News Feature | January 12, 2017

Austin Undertakes Major Rate Structure Study

Sara Jerome

By Sara Jerome,
@sarmje

Officials in Austin are undertaking a major review of how customers pay for water.

Austin Water began a “cost of service rate study” last year, conducting the review for the first time since 2008, according to KVUE. “Since then a drought and increased conservation has led to a decrease of water usage, so this year's cost of service rate study is particularly critical,” the report said.

According to the utility, “The process entails a comprehensive review of the methodology used to allocate costs amongst customer classes and to update and improve the methods for determining fair and defensible rates of utility services.”

The city teamed with Raftelis Financial Consultants to review revenue requirements, cost of service, and rate design.

As part of the study, the city is hosting a series of meetings this month about the study, according to KUT, Austin’s NPR station.

At one meeting, “people who represent different classes of customers like wholesale, multi-family, and low income to name a few, gathered at Austin Water headquarters. They discussed 16 different issues they've encountered while planning over the last few years,” KVUE reported.

For Austin, using rate structures that encourage conservation is a priority, according to Sharlene Leurig, the chair of a city water-planning task force.

“Austin has gotten so good at pricing their water in that way, and sending that strong conservation signal through their pricing, that actually they saw people really respond in the upper tiers of use,” she said, per the report. “Once they actually started responding, we weren’t meeting our financial targets.”

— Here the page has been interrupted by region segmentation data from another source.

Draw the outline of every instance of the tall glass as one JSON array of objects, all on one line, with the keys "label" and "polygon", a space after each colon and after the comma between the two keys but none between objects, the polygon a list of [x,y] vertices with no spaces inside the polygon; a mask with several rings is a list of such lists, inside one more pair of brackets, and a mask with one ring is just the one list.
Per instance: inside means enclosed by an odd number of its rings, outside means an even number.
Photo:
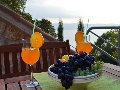
[{"label": "tall glass", "polygon": [[91,46],[91,42],[90,42],[90,36],[86,35],[85,36],[85,41],[78,43],[76,45],[76,51],[79,53],[80,51],[86,52],[87,54],[89,54],[92,50],[92,46]]},{"label": "tall glass", "polygon": [[33,81],[33,69],[32,65],[35,64],[40,57],[39,48],[32,48],[30,43],[25,43],[23,39],[23,47],[21,52],[22,60],[30,65],[31,67],[31,81],[26,83],[27,87],[36,87],[38,86],[38,82]]}]

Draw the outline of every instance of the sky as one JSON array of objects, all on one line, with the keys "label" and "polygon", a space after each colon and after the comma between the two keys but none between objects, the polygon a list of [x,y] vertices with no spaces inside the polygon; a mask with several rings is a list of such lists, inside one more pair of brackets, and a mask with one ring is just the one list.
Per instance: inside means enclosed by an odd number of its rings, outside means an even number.
[{"label": "sky", "polygon": [[25,11],[35,19],[46,18],[52,23],[119,24],[119,0],[27,0]]},{"label": "sky", "polygon": [[[84,24],[87,24],[89,19],[88,26],[120,24],[120,0],[27,0],[25,12],[30,13],[33,19],[45,18],[54,25],[62,19],[63,26],[67,25],[64,27],[64,40],[69,39],[74,47],[79,18]],[[74,31],[70,30],[72,28]],[[93,30],[99,36],[106,31],[108,30]],[[91,33],[90,37],[92,43],[97,40]]]}]

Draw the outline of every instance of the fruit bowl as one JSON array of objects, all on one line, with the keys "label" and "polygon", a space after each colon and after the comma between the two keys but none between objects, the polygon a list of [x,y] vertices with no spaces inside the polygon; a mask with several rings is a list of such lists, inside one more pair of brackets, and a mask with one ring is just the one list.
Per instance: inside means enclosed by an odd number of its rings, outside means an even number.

Joseph Gonzales, Utility, Budget and Finance Manager at Austin Water, weighed in on how the study is conducted, per CBS News.

"We go through a process to assign cost to different customer classes based on a number of factors, their level of consumption, number of accounts, we go through a process to allocate cost to those classes. Then we forecast the level of consumption that each class has for the subsequent year, then we develop rates that develop those costs," he said.

"If we expect our customer to use less water but we still need to generate the same amount of revenue because most of our cost are relatively fixed, we may need to align the revenue with our cost structure," he added.